Yes, that's what I do - see my first post - but there is only one external editor to choose from: Color Efex Pro. All the others, Dfine, Viveza etc are installed but I cant select them. They do not show up in Photo &gt; Edit In &gt; ...

I had it all working perfectly in LR3 Beta, but its not working for me now...

André


----------



## Andreh (Jun 28, 2010)

I'm still no closer to a solution. I am running Win 7 64 bit with LR3. I wonder if this might have anything to do with it...?


----------



## b_gossweiler (Jun 28, 2010)

André,

You can add the other Nik products as external editors in preferences. Just save one external editor preset for each product call.

If you expect LR to pick them up automatically, I would consult with Nik support on how this should be done. As far as I know, LR only recognizes PS or PSE automatically upon installation.

Beat


----------



## Andreh (Jun 28, 2010)

Ok, thanks Goss. I will look at it again tonight. But I am sure that I could see all of the NIK plugins at once in LR3 Beta, or was I imagining it...?

A


----------



## Brad Snyder (Jun 29, 2010)

You will see them all together in any pull-down or context menus, if you add multiple secondary external editor presets as Beat recommends. You won't see them together in the preferences setting area.


----------



## Andreh (Jun 29, 2010)

Ah yes. Thanks guys, that worked.
Much appreciated.
André


----------



## Sassie (Aug 3, 2010)

Hello, I have the same problem as Andre. I gather you have to save each Nik product as a preset via preferences - but I can't see the options to do that from the preferences tab.

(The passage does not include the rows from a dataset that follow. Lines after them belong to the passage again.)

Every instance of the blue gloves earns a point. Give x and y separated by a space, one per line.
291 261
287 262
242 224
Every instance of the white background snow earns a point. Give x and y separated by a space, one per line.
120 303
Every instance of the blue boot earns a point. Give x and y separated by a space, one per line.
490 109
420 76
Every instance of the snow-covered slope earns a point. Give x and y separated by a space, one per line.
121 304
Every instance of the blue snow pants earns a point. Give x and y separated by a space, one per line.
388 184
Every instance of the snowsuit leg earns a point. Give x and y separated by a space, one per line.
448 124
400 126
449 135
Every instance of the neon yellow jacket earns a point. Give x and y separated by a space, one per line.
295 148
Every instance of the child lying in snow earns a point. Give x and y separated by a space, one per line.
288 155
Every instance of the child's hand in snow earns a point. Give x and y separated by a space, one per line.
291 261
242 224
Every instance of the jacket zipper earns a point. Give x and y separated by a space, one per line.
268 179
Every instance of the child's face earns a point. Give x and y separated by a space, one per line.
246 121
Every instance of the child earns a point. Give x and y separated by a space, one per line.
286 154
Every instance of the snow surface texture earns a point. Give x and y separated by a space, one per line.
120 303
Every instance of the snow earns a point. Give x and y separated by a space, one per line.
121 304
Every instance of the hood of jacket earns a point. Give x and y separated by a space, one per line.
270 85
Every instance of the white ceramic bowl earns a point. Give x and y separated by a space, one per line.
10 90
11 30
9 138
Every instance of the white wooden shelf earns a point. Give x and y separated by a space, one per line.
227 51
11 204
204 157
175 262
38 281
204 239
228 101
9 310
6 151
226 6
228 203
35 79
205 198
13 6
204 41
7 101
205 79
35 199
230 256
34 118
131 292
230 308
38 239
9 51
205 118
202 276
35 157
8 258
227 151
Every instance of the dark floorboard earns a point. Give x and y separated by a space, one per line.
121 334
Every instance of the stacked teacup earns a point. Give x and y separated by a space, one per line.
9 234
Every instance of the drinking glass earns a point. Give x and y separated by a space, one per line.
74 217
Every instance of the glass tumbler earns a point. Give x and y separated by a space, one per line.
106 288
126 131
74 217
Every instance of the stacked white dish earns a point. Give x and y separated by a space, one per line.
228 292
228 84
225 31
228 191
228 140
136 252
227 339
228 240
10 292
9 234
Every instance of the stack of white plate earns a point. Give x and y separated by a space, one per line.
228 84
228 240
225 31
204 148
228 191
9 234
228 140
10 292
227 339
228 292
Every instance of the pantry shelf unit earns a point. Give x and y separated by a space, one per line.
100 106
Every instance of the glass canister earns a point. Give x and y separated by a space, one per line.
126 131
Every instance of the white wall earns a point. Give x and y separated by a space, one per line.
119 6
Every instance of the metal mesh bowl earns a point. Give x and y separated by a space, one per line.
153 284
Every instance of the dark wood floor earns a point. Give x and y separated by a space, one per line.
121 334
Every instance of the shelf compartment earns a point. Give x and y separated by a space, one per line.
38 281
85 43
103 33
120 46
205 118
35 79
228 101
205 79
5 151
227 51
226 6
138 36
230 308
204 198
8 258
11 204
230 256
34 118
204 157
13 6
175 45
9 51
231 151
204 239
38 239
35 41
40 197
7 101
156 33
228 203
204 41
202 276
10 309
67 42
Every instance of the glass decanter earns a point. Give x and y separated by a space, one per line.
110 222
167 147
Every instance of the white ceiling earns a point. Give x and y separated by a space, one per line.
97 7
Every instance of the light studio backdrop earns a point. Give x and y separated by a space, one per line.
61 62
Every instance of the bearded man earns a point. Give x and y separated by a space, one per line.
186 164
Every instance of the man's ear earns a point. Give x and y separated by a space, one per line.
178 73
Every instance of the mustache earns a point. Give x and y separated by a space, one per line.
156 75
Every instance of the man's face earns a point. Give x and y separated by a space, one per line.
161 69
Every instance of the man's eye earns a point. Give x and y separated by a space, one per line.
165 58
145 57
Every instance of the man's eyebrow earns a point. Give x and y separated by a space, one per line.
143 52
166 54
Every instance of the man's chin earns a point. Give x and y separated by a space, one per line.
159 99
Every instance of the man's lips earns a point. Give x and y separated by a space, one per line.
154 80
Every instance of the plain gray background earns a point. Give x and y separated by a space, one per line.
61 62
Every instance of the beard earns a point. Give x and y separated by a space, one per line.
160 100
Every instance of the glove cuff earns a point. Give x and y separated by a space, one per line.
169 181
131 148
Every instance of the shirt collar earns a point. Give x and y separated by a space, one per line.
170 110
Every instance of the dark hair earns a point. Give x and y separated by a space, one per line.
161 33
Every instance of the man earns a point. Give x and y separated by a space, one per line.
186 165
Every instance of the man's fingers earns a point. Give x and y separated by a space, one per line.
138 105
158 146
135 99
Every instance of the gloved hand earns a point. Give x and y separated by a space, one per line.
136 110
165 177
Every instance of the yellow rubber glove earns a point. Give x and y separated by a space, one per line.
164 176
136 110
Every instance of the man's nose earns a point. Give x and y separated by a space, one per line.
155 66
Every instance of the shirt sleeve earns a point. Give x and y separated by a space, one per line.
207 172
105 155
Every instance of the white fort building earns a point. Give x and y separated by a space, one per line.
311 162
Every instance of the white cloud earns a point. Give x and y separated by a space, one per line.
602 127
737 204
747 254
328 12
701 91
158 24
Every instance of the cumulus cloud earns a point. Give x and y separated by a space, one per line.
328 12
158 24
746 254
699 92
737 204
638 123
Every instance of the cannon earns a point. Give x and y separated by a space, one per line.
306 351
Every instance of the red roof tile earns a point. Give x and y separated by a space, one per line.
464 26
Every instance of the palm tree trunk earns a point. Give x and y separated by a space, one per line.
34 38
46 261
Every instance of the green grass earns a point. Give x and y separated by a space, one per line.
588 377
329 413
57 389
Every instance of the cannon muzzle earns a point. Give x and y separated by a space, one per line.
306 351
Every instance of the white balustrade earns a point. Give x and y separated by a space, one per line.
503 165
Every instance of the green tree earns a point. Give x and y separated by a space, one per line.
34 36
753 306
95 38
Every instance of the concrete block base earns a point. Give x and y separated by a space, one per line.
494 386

Please could someone give me a step by step to get to this point.

Thank you so much in advance,
Sas


----------



## b_gossweiler (Aug 3, 2010)

Sas,


[li]Go to Preferences / External Editing tab[/li]
[li]In the section "Additional External Editor", while being on any existing preset, enter the values (path to executable, File Format, Color Space, Bit Depth, Resolution, Compression) for your application to be added
[/li]
[li]Choose "_Save Current Settings as new Preset_" and give it a name[/li]
This will give you the added application as additional option in the "Edit in" function.

Beat

Edit:
And, welcome to the forums, Sas


----------



## Sassie (Aug 4, 2010)

Got it sorted - thanks so much, mucho appreciated!


----------